Neurealm is positioned as a Challenger and Fast Mover in the Innovation/Feature Play quadrant of the AIOps Radar chart.
Strengths
Neurealm scored well on a number of decision criteria, including:
Correlation and causality analysis: The solution provides capable event correlation using AI/ML algorithms and service dependency mapping. It supports incident clustering and visualizes relationships across services and infrastructure, helping teams understand where issues originate. While not fully automated, causal inference meets expectations for midsize environments with moderate operational complexity.
Automated remediation: It includes built-in automation capabilities with over 250 predefined runbooks and remediation workflows. These can be triggered based on event patterns or predictive insights, enabling users to reduce manual resolution times. The platform meets expectations but could benefit from more dynamic, policy-driven remediation logic.
SIEM and SOAR integration: Integration points with security tools and ticketing systems allow for moderate interoperability between ITOps and SecOps workflows. While not a fully mature SOAR integration layer, it supports event forwarding and response workflows in security-aware environments.
Opportunities
Neurealm has room for improvement in a few decision criteria, including:
Advanced analytics: ZIF offers dashboards and trend analysis but lacks deeper AI-powered forecasting, multivariate pattern analysis, or custom model training. This limits its ability to support a proactive IT strategy or optimization planning; however, the shift to predictive intelligence will evolve in the future.
Anomaly detection: ZIF’s anomaly detection is threshold-based and derived from adaptive pattern learning recognition, with some benefit of adaptive ML or service-aware scoring. The platform may struggle to detect nuanced performance deviations or behavior shifts in complex cloud-native environments.

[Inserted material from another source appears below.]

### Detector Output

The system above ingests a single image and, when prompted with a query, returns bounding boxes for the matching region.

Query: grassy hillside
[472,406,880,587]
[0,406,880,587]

Generative AI: While ZIF is beginning to offer generative AI features such as natural language summaries, it does not offer conversational interfaces or AI-generated runbooks. These enhancements would increase usability, particularly for frontline operators and ITSM stakeholders.
Purchase Considerations
ZIF offers flexible licensing models, including on-premises and SaaS deployments, catering to various organizational needs and supports deployment through both agentless and agent-based approaches, giving customers flexibility to choose based on monitoring depth and use case. Pricing is typically structured based on monitored resources and selected modules, with transparent options available for enterprises. ZIF is often adopted to unify disparate IT operations tools, providing a centralized solution for monitoring, analysis, and automation. Deployment is streamlined through agentless architecture and prebuilt connectors, making it easy to integrate with existing systems. Migration from legacy tools is supported, with professional services available to assist in implementation and customization.
Use Cases
ZIF addresses use cases such as proactive incident detection, automated root cause analysis, predictive maintenance, and intelligent automation of routine IT tasks. It is particularly beneficial for industries such as healthcare, finance, and manufacturing, where system uptime and reliability are crucial. Additional use cases are Security Operations Center modernization with ZIFGen 3rdi.
New Relic: New Relic One*
Solution Overview
New Relic offers New Relic One, a full-stack observability platform with embedded AIOps capabilities, including anomaly detection, incident intelligence, and applied intelligence for alert correlation. Built with a telemetry-first architecture, New Relic One ingests logs, metrics, events, and traces into a single data platform (NRDB) with real-time analytics and AI-powered incident workflows. In the past year, New Relic has enhanced its AI capabilities with improved correlation models, user behavior context, and expanded integrations with OpenTelemetry and DevOps pipelines. The platform includes modules for application monitoring, infrastructure visibility, synthetic testing, and native machine learning-based alerting. New Relic is designed for engineering teams that need unified visibility across modern, cloud-native environments. Positioned in the Innovation half of the Radar, New Relic is known for its fast release cadence, free-tier adoption strategy, and substantial investment in usability, data onboarding, and intelligent automation.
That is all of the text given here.